WASHINGTON –- In politics, as in life, no good deed goes unpunished. Just ask President Barack Obama.
Facing a tidal wave super PAC spending from the likes of GOP-backing billionaires Sheldon Adelson and the Koch brothers, the Democratic president lacks countervailing help from the super pack of well-heeled allies he drew in 2008 -– and rewarded with government jobs abroad.
Call them the Bundler-Ambassadors: wealthy individuals, most of them with deep ties to the business community or corporate law, who gave money of their own, and, more importantly, hit up wealthy friends for “bundled” Obama cash.
In exchange, though no one exactly called it that, the president nominated many of them for plum diplomatic assignments, in cities from Paris, London and Berlin to Tokyo, Amsterdam and even Bratislava, Slovakia.
There is no sign that the ambassadors are eager to come home and bundle again. Indeed, a Huffington Post sampling on background via email revealed that none were planning to return to bundle campaign contributions for the president's reelection.
The Huffington Post compared the State Department diplomatic list with information on 2008 contributions and found 28 individuals of ambassadorial rank who had raised a total of more than $14 million for the president. One of them, Kentucky entrepreneur Matthew Barzun, quit his ambassadorial post in Sweden several months ago and is now the Obama reelection’s finance director in Chicago. But, based on an informal survey, his colleagues across the globe have no interest in doing the same thing.
It’s not just a matter of enjoying the perks, prestige and international education.
In several spots, such as Berlin, where former Goldman Sachs partner Philip Murphy is in charge, the U.S. ambassador’s business expertise and experience in the country are especially valuable in economic diplomacy.
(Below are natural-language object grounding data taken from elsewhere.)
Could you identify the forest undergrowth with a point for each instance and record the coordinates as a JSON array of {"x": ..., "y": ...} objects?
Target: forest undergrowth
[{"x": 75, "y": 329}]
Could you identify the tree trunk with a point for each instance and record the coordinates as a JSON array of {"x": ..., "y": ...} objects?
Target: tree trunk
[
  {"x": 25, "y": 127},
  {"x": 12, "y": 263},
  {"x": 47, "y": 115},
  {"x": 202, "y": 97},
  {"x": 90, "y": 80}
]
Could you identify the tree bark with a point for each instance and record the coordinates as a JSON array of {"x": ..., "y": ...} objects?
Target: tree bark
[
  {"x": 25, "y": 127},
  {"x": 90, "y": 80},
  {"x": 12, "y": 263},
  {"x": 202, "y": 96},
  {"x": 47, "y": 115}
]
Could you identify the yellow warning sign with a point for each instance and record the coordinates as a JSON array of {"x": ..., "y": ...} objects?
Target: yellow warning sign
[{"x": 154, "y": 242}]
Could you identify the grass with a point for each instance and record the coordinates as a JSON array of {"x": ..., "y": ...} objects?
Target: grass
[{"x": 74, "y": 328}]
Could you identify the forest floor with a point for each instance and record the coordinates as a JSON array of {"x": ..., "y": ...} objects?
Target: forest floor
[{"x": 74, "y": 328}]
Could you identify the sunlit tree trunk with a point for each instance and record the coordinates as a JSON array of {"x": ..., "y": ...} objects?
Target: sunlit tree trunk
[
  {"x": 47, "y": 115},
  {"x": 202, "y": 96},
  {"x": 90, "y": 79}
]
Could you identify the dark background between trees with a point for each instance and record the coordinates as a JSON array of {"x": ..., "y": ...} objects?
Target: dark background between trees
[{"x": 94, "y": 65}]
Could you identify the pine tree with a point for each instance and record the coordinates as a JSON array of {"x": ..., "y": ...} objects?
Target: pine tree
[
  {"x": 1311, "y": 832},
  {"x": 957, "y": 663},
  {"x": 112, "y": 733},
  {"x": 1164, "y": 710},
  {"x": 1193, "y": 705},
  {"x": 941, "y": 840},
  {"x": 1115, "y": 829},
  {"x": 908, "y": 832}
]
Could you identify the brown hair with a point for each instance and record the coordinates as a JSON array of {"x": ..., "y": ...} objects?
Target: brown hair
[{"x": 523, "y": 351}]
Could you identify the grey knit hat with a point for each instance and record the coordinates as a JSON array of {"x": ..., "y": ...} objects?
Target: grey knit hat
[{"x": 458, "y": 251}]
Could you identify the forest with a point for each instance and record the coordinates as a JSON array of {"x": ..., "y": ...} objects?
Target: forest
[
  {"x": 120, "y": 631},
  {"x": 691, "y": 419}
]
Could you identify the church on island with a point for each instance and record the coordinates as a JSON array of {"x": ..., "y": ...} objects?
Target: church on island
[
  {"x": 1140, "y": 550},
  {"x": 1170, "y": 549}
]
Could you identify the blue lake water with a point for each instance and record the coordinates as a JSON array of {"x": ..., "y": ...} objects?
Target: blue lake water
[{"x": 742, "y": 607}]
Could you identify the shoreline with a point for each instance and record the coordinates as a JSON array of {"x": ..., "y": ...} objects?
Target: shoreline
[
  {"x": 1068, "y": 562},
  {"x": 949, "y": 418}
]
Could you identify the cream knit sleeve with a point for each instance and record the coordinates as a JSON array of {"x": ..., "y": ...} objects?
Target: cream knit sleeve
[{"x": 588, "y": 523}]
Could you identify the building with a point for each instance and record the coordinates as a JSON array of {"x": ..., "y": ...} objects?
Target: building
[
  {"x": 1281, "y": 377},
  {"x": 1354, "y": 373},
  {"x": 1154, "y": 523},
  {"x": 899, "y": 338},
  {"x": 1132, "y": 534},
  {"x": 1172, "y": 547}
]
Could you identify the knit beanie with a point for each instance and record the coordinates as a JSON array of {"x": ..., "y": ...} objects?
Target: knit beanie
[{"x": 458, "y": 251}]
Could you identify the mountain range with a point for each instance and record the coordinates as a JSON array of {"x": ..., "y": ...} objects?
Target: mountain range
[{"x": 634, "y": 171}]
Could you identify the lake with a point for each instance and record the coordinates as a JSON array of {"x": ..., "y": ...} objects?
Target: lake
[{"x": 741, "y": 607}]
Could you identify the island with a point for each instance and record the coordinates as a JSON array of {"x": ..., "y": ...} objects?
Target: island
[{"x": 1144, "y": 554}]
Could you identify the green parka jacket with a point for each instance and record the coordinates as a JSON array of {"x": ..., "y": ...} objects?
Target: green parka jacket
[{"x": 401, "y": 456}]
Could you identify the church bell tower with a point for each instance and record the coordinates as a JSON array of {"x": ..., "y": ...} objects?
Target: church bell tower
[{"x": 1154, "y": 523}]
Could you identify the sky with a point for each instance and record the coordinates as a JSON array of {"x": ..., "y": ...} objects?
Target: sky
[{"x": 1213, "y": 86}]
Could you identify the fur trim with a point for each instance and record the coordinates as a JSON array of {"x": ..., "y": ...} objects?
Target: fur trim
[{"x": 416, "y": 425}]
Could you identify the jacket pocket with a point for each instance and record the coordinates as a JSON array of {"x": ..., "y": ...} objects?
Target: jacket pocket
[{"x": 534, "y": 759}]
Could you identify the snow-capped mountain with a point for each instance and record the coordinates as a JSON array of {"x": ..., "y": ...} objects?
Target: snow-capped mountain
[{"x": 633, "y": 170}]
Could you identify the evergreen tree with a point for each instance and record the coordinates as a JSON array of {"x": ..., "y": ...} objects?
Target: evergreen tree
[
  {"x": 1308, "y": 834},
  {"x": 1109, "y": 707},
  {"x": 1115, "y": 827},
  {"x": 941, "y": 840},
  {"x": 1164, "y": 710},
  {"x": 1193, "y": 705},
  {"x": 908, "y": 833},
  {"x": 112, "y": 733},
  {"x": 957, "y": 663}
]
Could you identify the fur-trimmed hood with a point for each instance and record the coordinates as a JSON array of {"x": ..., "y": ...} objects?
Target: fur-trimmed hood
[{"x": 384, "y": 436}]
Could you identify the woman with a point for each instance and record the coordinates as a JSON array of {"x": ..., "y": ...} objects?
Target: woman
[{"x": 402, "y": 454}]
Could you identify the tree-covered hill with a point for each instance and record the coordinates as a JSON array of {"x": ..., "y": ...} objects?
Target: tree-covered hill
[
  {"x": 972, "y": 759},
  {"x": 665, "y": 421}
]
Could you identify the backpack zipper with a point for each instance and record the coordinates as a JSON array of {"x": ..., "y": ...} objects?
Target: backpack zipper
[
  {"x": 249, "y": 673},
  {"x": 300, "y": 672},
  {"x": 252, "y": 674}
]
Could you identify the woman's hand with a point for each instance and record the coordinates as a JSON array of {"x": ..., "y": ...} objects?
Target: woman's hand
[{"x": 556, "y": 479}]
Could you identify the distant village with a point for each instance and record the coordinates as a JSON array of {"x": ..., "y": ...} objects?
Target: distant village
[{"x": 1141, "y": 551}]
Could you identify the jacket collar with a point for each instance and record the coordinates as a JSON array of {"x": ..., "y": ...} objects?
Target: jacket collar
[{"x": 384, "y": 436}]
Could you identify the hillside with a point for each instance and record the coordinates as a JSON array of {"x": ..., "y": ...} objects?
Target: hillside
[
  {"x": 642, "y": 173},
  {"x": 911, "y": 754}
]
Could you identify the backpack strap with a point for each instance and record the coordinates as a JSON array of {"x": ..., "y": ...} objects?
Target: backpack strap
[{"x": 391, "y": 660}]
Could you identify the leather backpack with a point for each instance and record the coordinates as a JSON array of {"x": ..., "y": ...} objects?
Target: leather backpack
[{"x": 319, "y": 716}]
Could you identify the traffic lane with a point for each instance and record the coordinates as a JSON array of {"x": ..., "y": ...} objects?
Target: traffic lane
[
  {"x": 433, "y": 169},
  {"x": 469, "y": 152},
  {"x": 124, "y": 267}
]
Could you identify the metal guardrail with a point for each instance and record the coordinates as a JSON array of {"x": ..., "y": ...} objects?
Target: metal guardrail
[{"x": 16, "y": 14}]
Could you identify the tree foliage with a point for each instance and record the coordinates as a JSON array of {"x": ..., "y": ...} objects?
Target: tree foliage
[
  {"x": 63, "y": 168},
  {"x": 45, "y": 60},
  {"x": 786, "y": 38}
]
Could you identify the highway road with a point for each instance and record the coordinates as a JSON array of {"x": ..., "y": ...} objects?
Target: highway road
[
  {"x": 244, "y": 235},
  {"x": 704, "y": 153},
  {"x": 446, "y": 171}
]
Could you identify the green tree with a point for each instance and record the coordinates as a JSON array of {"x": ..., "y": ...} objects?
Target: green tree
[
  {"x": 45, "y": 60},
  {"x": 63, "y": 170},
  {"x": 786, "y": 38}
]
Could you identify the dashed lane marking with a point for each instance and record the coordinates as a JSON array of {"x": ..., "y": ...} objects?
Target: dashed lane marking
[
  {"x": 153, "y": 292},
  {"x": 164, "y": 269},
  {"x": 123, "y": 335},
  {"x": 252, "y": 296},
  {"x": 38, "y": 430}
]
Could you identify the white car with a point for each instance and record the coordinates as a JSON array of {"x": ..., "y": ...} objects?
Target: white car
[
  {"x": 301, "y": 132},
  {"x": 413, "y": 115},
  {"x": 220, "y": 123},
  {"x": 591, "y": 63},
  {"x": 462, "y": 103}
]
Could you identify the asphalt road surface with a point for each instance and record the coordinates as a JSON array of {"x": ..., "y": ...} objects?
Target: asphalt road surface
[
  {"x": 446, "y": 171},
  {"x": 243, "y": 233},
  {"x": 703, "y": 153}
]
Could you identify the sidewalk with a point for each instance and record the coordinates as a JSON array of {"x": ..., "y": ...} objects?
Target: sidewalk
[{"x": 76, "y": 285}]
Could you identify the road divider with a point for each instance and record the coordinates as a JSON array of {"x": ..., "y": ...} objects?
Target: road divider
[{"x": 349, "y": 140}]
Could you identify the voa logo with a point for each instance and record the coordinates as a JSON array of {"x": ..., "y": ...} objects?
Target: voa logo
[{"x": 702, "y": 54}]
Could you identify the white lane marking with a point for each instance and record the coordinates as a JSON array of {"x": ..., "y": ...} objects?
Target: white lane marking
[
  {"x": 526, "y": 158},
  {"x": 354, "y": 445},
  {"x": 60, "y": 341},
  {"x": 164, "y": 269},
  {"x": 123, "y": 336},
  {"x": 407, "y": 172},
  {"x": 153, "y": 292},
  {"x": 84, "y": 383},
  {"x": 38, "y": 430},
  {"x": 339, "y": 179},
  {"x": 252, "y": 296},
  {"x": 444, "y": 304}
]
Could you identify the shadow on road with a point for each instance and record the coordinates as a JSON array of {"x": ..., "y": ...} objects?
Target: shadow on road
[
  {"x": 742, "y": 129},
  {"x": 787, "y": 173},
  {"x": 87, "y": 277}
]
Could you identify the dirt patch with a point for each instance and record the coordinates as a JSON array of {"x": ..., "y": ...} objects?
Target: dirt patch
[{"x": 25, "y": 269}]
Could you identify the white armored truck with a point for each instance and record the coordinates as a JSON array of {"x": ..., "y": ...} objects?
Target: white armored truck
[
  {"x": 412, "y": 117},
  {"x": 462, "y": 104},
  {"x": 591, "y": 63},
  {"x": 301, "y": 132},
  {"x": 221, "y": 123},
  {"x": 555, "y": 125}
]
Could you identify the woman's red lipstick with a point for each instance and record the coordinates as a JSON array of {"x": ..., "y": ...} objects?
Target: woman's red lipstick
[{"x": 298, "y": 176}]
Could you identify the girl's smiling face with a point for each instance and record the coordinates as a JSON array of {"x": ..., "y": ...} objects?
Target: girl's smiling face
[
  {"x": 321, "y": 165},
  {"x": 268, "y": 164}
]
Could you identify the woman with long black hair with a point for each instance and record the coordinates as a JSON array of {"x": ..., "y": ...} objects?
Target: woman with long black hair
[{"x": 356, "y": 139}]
Murphy, who was finance chair of the Democratic National Committee, spent time in Germany with Goldman and has known many of the key players in government and banking circles for years.
Another example is Spain. Former Boston health care executive Alan Solomont’s business experience and newly forged ties with local economic leaders (not to mention the president) make him an asset for Spain and the U.S. alike at a time of crisis in the European economy in general and Spain in particular.
But as long as the government employs them, the former bundlers can’t donate to, let alone spend time raising cash for, the president. They’re out of the bundling ball game.
This process isn’t new. Wealthy campaign donors have long been first in line for ambassadorships that are long on history and cachet, such as London or Paris. (We don’t send bundlers or donors to, say, Baghdad or Beijing.) Once they get the lifetime title of “ambassador,” they rarely are interested in returning to grubby fundraising.
Incumbent presidents also are fully aware of the fact that they will probably have to replace their first wave of financial backers with succeessors. It’s the natural order of things, and good for the bloodstream to find new money.
So far, the Obama campaign has done a pretty good job, according to government and campaign statistics. According to campaign data supplied to The Huffington Post, Obama has enlisted 532 “major volunteer fundraisers” so far this year, compared with 558 in all of 2008. And according to the Center for Responsive Politics, 36 percent of the campaign’s donations so far in 2012 have come from such donors, compared with 32 percent in 2008. In other words, the bundlers are relatively more important than ever.
Despite some bad-mouthing in recent weeks -– and the advent of the first quarter in which Mitt Romney’s campaign outraised the president’s -– Obama campaign officials in Chicago said they remain confident they will reach their fundraising goal, which hovers in the vicinity of $1 billion. A new wave of bundlers, they said, is emerging from other sectors, particularly entertainment, Silicon Valley and the gay community.
But the same Obama officials fret about the surging flow of mega-donations from conservative billionaires, especially since the Democrats’ own billionaire game-changer, George Soros, has shown no inclination to do in 2012 what he did in 2008, when he was the leading source of personal donations.
How will Team Obama fight back against the late bombardment of tens of millions of dollars in secretly donated cash to super PACs?
The president will need all the help -– and all the connection to big money in business -– that he can get. He is not beloved in corporate boardrooms of banks, investment houses and the law firms that serve them. But those are precisely the people that the bundler-ambassadors (and some other former bundlers in the administration) know best.
But a good many of those folks will be busy, and not even on this continent.
CORRECTION: A previous version of this article reversed the number of bundlers Obama had in 2008 and 2012. The error has been corrected.